Dans ma tête, je me suis intimement posé ces questions : N'était-il pas censé préserver la quiétude sociale ? N’avait-il pas jugé de défendre, protéger ce peuple qu'il foudroie ? La réponse elle simple ! Malheureusement emporté par son orgueil démesuré, consciencieux de l'impunité qui gangrène notre société, il cède à sa colère et sème le chaos. Peu importe ce qui s’était passé, peu importe le degré de son exaspération, il n'avait pas le droit de prêcher sur la détente. Je confirme : Quand un pays perd ses principes juridiques, il sombre infailliblement dans la vindicte populaire, dans l'anarchie.

Aujourd’hui l’encéphalogramme juridique est à plat. Et le peuple de Guinée n'a plus de repère. Le mal est ancré à la racine. Pour s’en rendre compte, les bourreaux qui ont commis des atrocités dirigent encore le pays. Cette affirmation est évidente : « Quand la justice est rendue c'est une joie pour les vertueux, mais un enfer pour les malfaisants ».

Comme la jungle, le fort écrase le faible. C'est ce à quoi nous assistons. Et pour couronner le tout, pas de procédure judiciaire.  L’impunité fait sombrer le peuple dans le malheur. C'est le comble de la désolation

En remontant le fil de l'histoire, le peuple de Guinée a connu d'horribles atrocités difficiles à enterrer. Face à cette iniquité sociale, la peur envahisse les cœurs. De mon point de vue, le peuple a besoin d'assurance car la Guinée est devenue sans le moindre doute un pays où tout est possible. Les guinéens n'ont plus la paix du cœur.

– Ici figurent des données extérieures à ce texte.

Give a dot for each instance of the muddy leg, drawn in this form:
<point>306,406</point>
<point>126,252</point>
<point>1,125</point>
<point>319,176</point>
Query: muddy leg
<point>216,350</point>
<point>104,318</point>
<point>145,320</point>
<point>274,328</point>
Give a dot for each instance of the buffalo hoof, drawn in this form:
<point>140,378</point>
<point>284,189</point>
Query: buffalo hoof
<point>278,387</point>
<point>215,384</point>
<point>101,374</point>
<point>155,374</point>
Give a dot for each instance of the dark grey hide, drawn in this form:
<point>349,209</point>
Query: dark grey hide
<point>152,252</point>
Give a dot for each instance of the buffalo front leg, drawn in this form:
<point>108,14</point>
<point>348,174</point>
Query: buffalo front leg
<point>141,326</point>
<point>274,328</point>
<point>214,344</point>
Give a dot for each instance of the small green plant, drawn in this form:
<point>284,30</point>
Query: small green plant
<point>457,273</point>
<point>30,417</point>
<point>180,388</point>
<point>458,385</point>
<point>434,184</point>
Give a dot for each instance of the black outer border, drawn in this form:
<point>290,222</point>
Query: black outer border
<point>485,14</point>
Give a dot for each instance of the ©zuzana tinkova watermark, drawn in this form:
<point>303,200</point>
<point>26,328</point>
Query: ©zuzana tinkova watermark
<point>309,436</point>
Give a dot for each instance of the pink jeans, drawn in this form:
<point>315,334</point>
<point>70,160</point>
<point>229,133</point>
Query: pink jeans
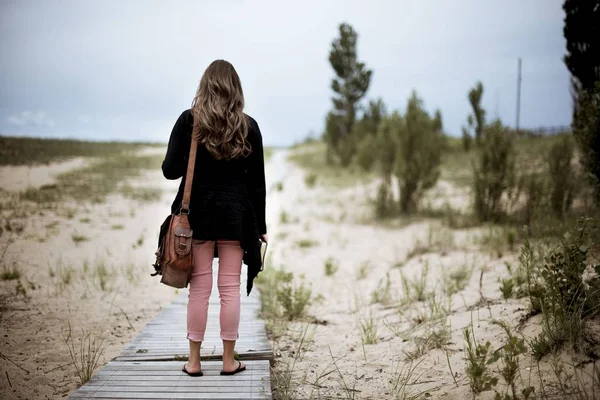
<point>230,267</point>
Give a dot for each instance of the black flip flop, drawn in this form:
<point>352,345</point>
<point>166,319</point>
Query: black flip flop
<point>199,373</point>
<point>239,369</point>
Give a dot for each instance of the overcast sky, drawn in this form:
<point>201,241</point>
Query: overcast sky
<point>126,69</point>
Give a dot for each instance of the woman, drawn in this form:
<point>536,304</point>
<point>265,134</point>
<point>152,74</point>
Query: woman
<point>227,210</point>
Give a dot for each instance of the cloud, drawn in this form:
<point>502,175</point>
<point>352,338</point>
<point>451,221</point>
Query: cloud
<point>30,118</point>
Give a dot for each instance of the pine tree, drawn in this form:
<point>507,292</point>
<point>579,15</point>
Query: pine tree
<point>350,85</point>
<point>478,116</point>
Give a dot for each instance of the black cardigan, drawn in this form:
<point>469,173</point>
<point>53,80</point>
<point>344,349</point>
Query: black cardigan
<point>228,196</point>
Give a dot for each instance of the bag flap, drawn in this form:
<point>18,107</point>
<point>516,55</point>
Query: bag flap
<point>182,231</point>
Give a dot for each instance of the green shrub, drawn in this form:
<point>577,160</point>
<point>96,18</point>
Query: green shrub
<point>567,299</point>
<point>331,266</point>
<point>479,357</point>
<point>419,154</point>
<point>293,297</point>
<point>494,172</point>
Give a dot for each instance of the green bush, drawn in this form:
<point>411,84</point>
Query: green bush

Peut-on dénombrer les personnes massacrées dans les événements du 28 septembre ? Des journalistes assassinés ou disparus dans l'exercice de leur noble métier ? Des jeunes abattus dans les rues de Conakry au cours des manifestations politiques ? De pauvres citoyens dévastés sans que les enquêtes ne soient menées pour retrouver les coupables ? La réalité ne trompe pas. Avec ce à quoi nous faisons face, les actes des uns et des autres sont imprévisibles. La liberté est à tel point que chacun fait ce qu’il veut sans le respect des lois de la république comme si nous n’aspirons pas à un état de droit. Pas de souci quant aux rigueurs de la loi. Les lignes judiciaires ne bougent guère en dépit de multiples critiques des citoyens. C'est une honte ! 


Toutefois, il est cohérent que la justice est une condition de la paix. Et on ne peut aspirer au parfum de l'équité si l'on ne sait pas respecter la dignité des individus.